In light of these new findings linking FHC to alterations in CXCR4 signaling, we questioned whether FHC was involved in the effects of morphine on neuronal CXCR4. Initial findings demonstrated a mu-opioid-induced increase in FHC protein levels and CXCR4 association, both in vitro and in vivo, temporally correlating with the effects on CXCR4 signaling (Sengupta et al. 2009). Interestingly, prolonged stimulation of MOR by DAMGO did not increase FHC protein levels in cultured glia cells, reflecting our observed functional cell type specificity (i.e., as mentioned earlier, our previous studies showed that CXCR4 stimulation of ERK was unaffected under similar conditions (Sengupta et al. 2009)). In order to evaluate the relevance of FHC to CXCR4 inhibition by MOR agonists, FHC knockdown experiments were performed, demonstrating a diminished effect of mu-opioids on CXCL12-induced signaling. Importantly, these effects were confirmed in vivo, as FHC knockdown decreased the effects of MOR agonism on CXCL12-induced G-protein activation.

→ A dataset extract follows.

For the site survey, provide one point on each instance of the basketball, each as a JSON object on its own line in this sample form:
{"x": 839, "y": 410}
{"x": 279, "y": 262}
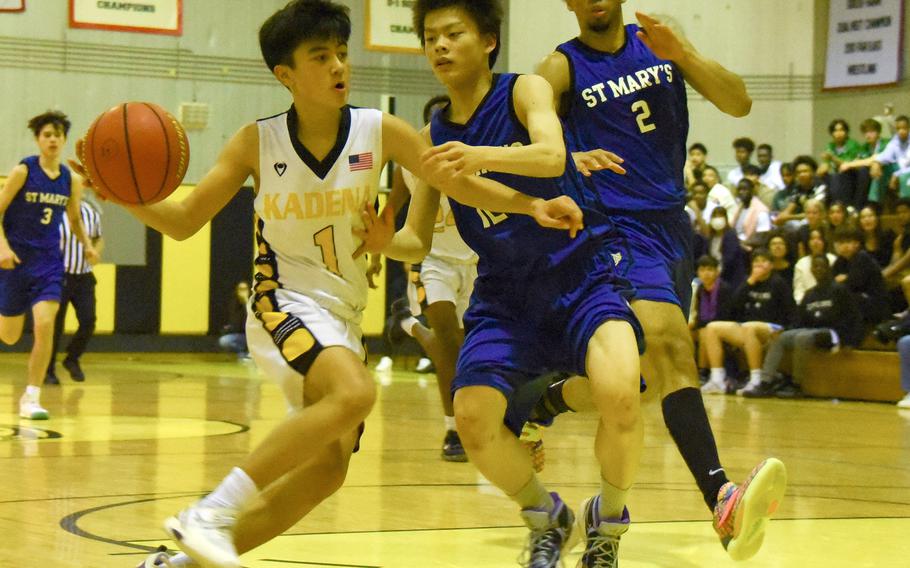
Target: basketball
{"x": 135, "y": 153}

A relevance of these findings for human disease is supported by preliminary studies in post mortem human brain tissue, showing an elevation in numbers of FHC-positive cells in the frontal cortex of opiate drug abusers (Pitcher et al. 2010). An increase in cortical FHC was also observed in patients with HIV-associated dementia (Pitcher et al. 2010), a neurodegenerative complication of HIV with increased prevalence and rate of progression among opiate users (Davies et al. 1998; Bell et al. 2006; Hauser et al. 2006; Nath 2010). Importantly, this disease-associated elevation of FHC coincided with a decrease in phosphorylated (active) CXCR4, supporting a role of FHC-induced CXCR4 inhibition in pathological neuronal dysfunction (Pitcher et al. 2010).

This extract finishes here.